Mary Lattimore (left) and Meg Baird's first collaborative LP is titled Ghost Forests.

Rachael Pony Cassells, Charlie Saufley/Courtesy of the artist

Meg Baird and Mary Lattimore both operate at the frayed edges of psychedelic music, sounding at once elegant and fuzzed-out. Baird was in the folk group Espers, sings and drums in the sprawling rock band Heron Oblivion and has a few lovely solo albums of her own. Lattimore isn't just a harpist for hire (appearing on records by Sharon Van Etten and Steve Gunn), but also conjures new spheres from her strings, most recently on this year's Hundreds of Days.
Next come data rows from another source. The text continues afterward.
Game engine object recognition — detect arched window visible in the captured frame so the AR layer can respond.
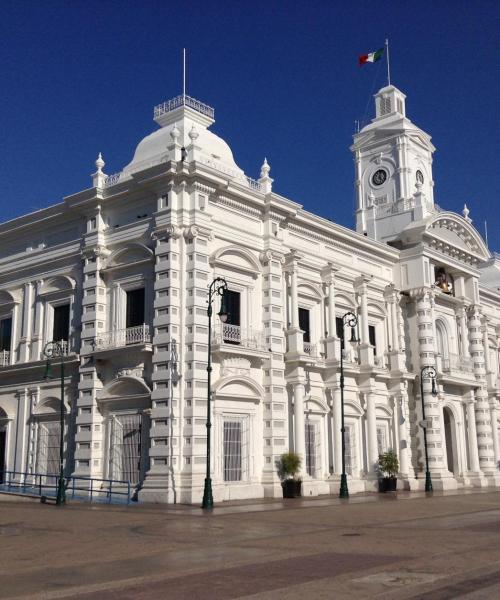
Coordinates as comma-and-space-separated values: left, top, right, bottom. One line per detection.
436, 319, 450, 360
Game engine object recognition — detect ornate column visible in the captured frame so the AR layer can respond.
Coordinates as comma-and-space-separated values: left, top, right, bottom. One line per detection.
31, 280, 44, 360
394, 382, 411, 478
354, 275, 374, 365
293, 383, 306, 473
19, 283, 33, 362
469, 304, 496, 476
415, 288, 444, 475
332, 387, 342, 475
455, 304, 469, 358
365, 389, 378, 475
490, 397, 500, 468
322, 263, 338, 359
467, 391, 480, 474
285, 250, 304, 355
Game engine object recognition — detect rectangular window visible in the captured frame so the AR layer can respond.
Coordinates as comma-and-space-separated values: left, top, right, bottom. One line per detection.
225, 290, 241, 326
125, 288, 145, 329
222, 290, 241, 344
344, 425, 356, 475
224, 421, 243, 481
0, 318, 12, 352
299, 308, 311, 342
335, 317, 344, 339
368, 325, 377, 356
305, 423, 319, 477
52, 304, 69, 342
377, 426, 387, 456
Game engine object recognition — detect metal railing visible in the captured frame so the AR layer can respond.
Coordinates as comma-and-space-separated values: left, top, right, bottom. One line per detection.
104, 171, 122, 187
441, 354, 474, 373
0, 471, 132, 504
213, 323, 266, 350
154, 94, 215, 119
304, 342, 318, 358
0, 350, 10, 367
94, 325, 151, 350
245, 176, 262, 192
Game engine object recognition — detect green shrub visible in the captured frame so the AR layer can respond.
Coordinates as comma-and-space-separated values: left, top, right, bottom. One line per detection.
277, 452, 301, 479
378, 450, 399, 477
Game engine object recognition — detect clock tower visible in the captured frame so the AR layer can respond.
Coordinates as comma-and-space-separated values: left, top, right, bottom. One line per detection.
351, 85, 435, 242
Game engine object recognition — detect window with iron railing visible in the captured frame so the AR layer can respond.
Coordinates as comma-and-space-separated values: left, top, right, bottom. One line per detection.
0, 317, 12, 352
299, 308, 311, 343
52, 304, 69, 342
125, 288, 145, 329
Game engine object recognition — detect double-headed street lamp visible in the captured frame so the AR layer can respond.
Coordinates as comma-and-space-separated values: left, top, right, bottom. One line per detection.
201, 277, 229, 509
420, 366, 437, 492
43, 341, 66, 505
339, 312, 359, 498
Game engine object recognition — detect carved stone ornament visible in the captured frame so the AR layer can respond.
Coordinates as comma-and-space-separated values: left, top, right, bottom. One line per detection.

Both were friends in Philly, but it would take a move to different parts of California for the pair to collaborate on their first LP together.

Ghost Forests is as textured as a California sunset, as guitars, synth, harp and vocals bleed into the canvas with equal parts darkness and wonder. Five of the six tracks feature Baird's glowing voice and songs built from studio improvisations, but the opening track is entirely instrumental. Baird tells NPR Music that the spectral and slow-building "Between Two Worlds" came out of the duo's first experiments:

Of all the songs on the record, this one most captures the excitement of the "blank canvas" of this collaboration. It came straight from improvising when we were first getting sounds in the studio; unbeknownst to us, Thom [Monahan] had already started recording.

We've noticed we keep getting into the same zone when sound-checking. We wanted to experiment with new sounds from what the stage and room were giving us, and we'd have to remind ourselves not to drift into this improvisation too deeply, because there were other songs to play!

It's very natural to combine our personal sounds into one as we have similar influences and histories, and it's really pretty thrilling to listen and react. We hope this kind of restless, buzzing energy we've stumbled on while working together comes through really strongly in this piece.


Ghost Forests comes out Nov. 9 via Three Lobed Recordings.